Vaut-il mieux s'y prendre bien dès le départ que devoir tout refaire ensuite ?

Quelles solutions de reconversion professionnelle pour les salariés impactés ?

Face à une fermeture administrative, la reconversion professionnelle peut représenter une solution viable pour les salariés. Plusieurs dispositifs existent pour les accompagner dans cette transition, que ce soit vers un nouveau métier, un secteur porteur ou une création d’entreprise. Voici les principales options à explorer.

1. Le bilan de compétences : un outil pour identifier ses atouts et ses projets

Le bilan de compétences est un dispositif encadré par le Code du travail (articles L. 6313-1 et suivants) qui permet à un salarié d’analyser ses compétences professionnelles et personnelles, ses aptitudes et ses motivations. Il est particulièrement utile en cas de perte d’emploi ou de remise en question professionnelle.

Comment en bénéficier ? - Le bilan de compétences peut être financé par le CPF (Compte Personnel de Formation) si le salarié dispose de droits suffisants. - Il peut également être pris en charge par France Travail ou les OPCO (Opérateurs de Compétences) dans le cadre d’un projet de reconversion. - La durée moyenne d’un bilan est de 24 heures, réparties sur plusieurs semaines.

Objectifs du bilan de compétences : - Identifier ses compétences transférables vers d’autres secteurs. - Définir un projet professionnel réaliste en fonction du marché du travail local. - Élaborer un plan d’action pour atteindre ses objectifs (formations, recherche d’emploi, etc.).

Pour trouver un organisme agréé, les salariés peuvent consulter la liste des centres certifiés Qualiopi sur le site du Ministère du Travail.

2. Les formations éligibles au CPF : se former rapidement pour rebondir

Le Compte Personnel de Formation (CPF) est un dispositif qui permet à chaque salarié de financer des formations certifiantes ou qualifiantes. En cas de perte d’emploi ou de besoin de reconversion, le CPF peut être un levier puissant pour acquérir de nouvelles compétences.

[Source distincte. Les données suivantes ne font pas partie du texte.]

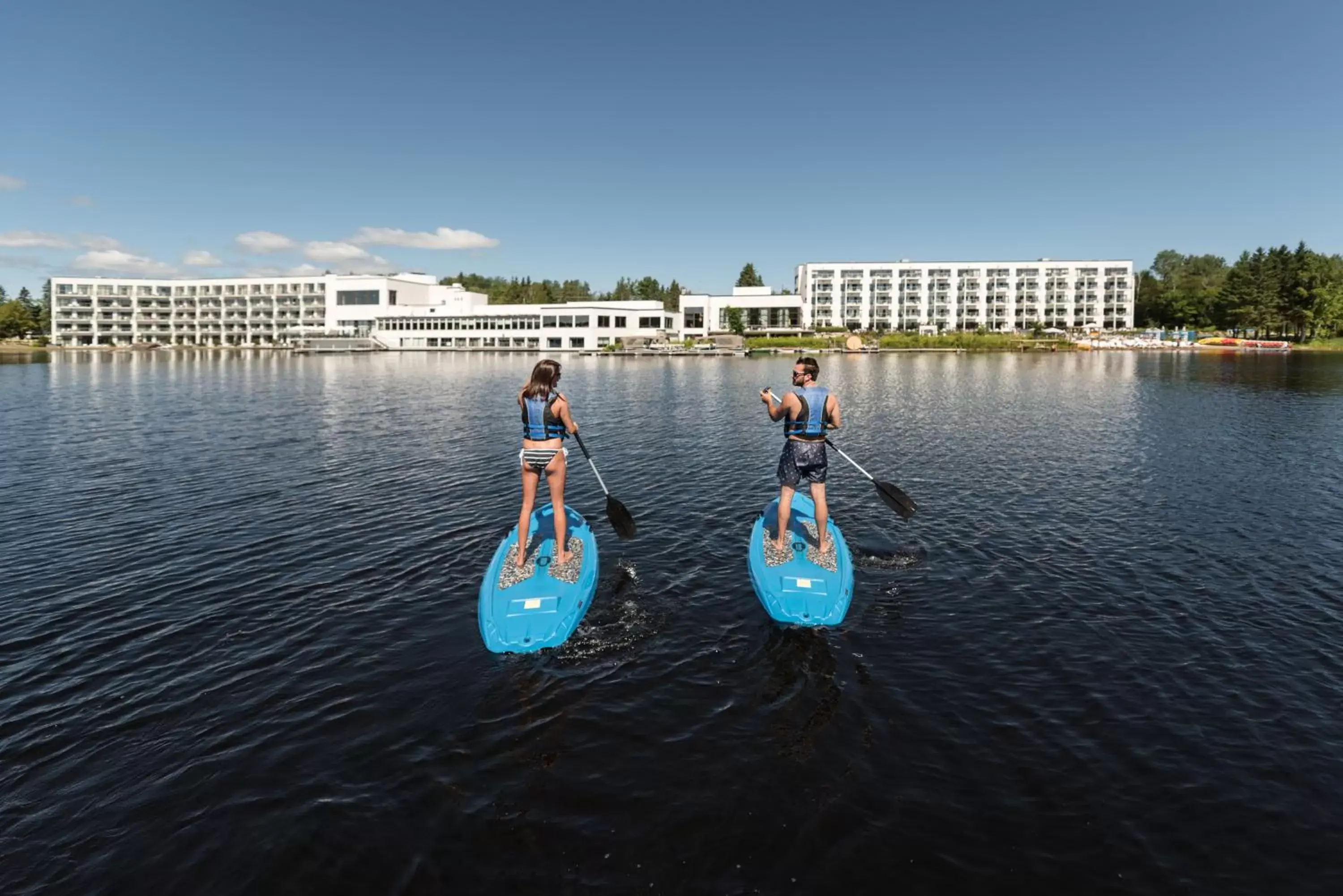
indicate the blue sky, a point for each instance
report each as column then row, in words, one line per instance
column 595, row 140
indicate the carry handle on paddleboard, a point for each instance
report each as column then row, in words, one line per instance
column 892, row 495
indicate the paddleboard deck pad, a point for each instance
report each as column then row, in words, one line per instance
column 801, row 585
column 543, row 602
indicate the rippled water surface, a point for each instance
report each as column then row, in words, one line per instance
column 240, row 653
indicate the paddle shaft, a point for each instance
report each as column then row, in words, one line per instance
column 594, row 465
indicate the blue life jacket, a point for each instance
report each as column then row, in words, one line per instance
column 539, row 419
column 812, row 422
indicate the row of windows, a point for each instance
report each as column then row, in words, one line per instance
column 491, row 341
column 458, row 323
column 214, row 289
column 516, row 323
column 967, row 272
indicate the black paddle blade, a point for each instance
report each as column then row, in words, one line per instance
column 620, row 518
column 896, row 500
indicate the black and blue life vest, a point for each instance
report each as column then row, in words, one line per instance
column 812, row 421
column 539, row 419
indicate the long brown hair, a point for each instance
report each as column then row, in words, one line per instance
column 544, row 376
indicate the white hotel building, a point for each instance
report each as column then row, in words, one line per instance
column 402, row 311
column 954, row 296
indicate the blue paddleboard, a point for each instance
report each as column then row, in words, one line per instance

Quelles formations sont éligibles ? - Les formations certifiantes (diplômes, titres professionnels, certifications de branche). - Les formations dans des secteurs porteurs (numérique, santé, transition écologique, etc.). - Les formations courtes et intensives (moins de 6 mois) pour une insertion rapide.

Exemples de formations adaptées à une reconversion : - Certifications en numérique (développement web, cybersécurité, data analysis). - Formations dans le secteur de la santé (aide-soignant, infirmier, etc.). - Formations en transition écologique (énergies renouvelables, gestion des déchets, etc.). - Formations en logistique et supply chain (secteur en tension dans le Gard).

Comment utiliser son CPF ? 1. Consulter son solde de droits sur le site Mon Compte Formation. 2. Choisir une formation éligible et vérifier sa disponibilité. 3. S’inscrire directement en ligne ou via un organisme agréé.

Financement complémentaire : En complément du CPF, les salariés peuvent solliciter des aides régionales ou locales, comme les aides au permis de conduire ou les subventions pour les formations en alternance.

3. Les dispositifs d’accompagnement personnalisé : France Travail et les PLIE

En cas de perte d’emploi ou de besoin de reconversion, les salariés peuvent bénéficier d’un accompagnement personnalisé via France Travail ou les PLIE (Plans Locaux pour l’Insertion et l’Emploi). Ces dispositifs visent à faciliter l’insertion professionnelle ou la reconversion.

France Travail propose plusieurs services : - Un conseiller dédié pour définir un projet professionnel et identifier les formations adaptées. - Des ateliers collectifs (CV, lettre de motivation, simulation d’entretiens). - Des offres d’emploi ciblées dans des secteurs en tension. - Un accompagnement vers la création d’entreprise (via le réseau BGE ou France Active).

Les PLIE (présents dans de nombreuses communes, dont Nîmes) offrent un suivi individualisé pour les demandeurs d’emploi, avec un accent particulier sur les publics éloignés de l’emploi. Ils proposent : - Un parcours d’insertion adapté aux besoins locaux. - Des formations qualifiantes en partenariat avec les entreprises. - Un soutien financier pour les frais de formation ou de transport.

Pour trouver le PLIE le plus proche, les salariés peuvent consulter le site de l’ANIL ou contacter leur mairie.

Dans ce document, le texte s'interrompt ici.